Y a un paso de él, y con los mismos problemas de masificación y bullicio, el Cementerio Alemán (Deutscher Soldatenfriedhof), un «lugar de la duración» (por usar las palabras de Peter Handke), un espacio único donde el tiempo parece detenerse. Tampoco ahí, insisto, las cosas son igual que hace años, cuando uno, inspirado por la extraña paz del recinto, le dedicó un poema. Unos versos que brotaron en aquellas silenciosas soledades o, mejor, en aquel desierto (al modo místico) donde sonaba la música callada de la naturaleza que, como la de la poesía, nunca es el silencio, sino todo lo contrario.
Como su vecino Yuste, algo tiene ese sitio cuando tantos poetas le han dedicado un poema. No será, me apresuro a decir, por su simbología bélica (y su consiguiente sustrato ideológico), ni porque los enterrados fueran soldados alemanes de las dos Guerras Mundiales perpetradas en el pasado siglo. Con estar eso ahí, omnipresente incluso. No hay más que ir leyendo las inscripciones de las tumbas para reparar en la crueldad de la guerra. Al comprobar las edades de los que murieron en combate. Demasiado pronto para morir, sin duda, y lo que es peor: demasiado pronto para saber porqué.

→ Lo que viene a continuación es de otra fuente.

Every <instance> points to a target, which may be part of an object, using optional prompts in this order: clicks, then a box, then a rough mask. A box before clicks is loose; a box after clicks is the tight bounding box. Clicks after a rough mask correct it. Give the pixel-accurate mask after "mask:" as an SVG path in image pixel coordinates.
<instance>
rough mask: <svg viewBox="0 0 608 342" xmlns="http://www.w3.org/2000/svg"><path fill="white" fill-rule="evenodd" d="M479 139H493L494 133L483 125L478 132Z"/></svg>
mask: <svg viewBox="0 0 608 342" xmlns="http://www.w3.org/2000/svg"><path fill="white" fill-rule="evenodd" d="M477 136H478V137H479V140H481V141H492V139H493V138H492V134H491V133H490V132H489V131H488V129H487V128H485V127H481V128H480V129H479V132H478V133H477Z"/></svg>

Es el lugar, su sense of place, como dicen los ingleses, lo que nos impulsa a escribir, a buen seguro, sobre él. Ese «no sé qué» que habita ese bancal con pequeños túmulos rodeados de olivos, abierto al aire y al cielo en la paradisíaca comarca de La Vera.
A la ya larga lista de poemas consagrados al Cementerio Alemán (que un día habrá que reunir en una antología), escritos, que a mí me conste, por el sevillano Juan Lamillar, los catalanes Jordi Virallonga y Eduard Sanahuja y por nuestro paisano José Luis García Martín, se suman dos nuevas incorporaciones. La primera es obra del mallorquín José Carlos Llop y aparece en su libro La dádiva (Renacimiento). La segunda, más reciente aún, es de José María Micó y se recoge en La sangre de los fósiles, recién publicado por Tusquets.
No será el último. Por si acaso, con motivo de la visita a estas tierras del poeta cántabro Lorenzo Oliván (ejemplar traductor de Keats y de Emily Dickinson), uno se permitió sugerirle que se acercara hasta allí, con la secreta esperanza de que una persona sensible como él acabaría alumbrando también su poema del Cementerio.
Hace unos años, a raíz de que mi poema apareciera recogido en una antología y, vía Internet, por un artículo similar a éste, se puso en comunicación conmigo un profesor de español de un instituto del norte de Alemania. Sorprendidos, antes que nada, por la existencia de un cementerio de soldados alemanes en España, querían aprovechar una fiesta escolar para hablar de ese sitio y, de paso, leer (una vez traducidos) los poemas que le nombran.
Uno aprovechará la próxima estancia en Yuste (donde se celebra la semana que viene un curso sobre Gabriel y Galán) para acercarse hasta allí. Con gente o sin ella, espero volver a sentir la misma emoción de siempre. Porque «nos trae a este lugar una costumbre de ausencia y de sosiego» y «hacia el sur, bajo el muro, duermen viñas caídas y a la sombra sin sombra de los viejos olivos el silencio es solemne».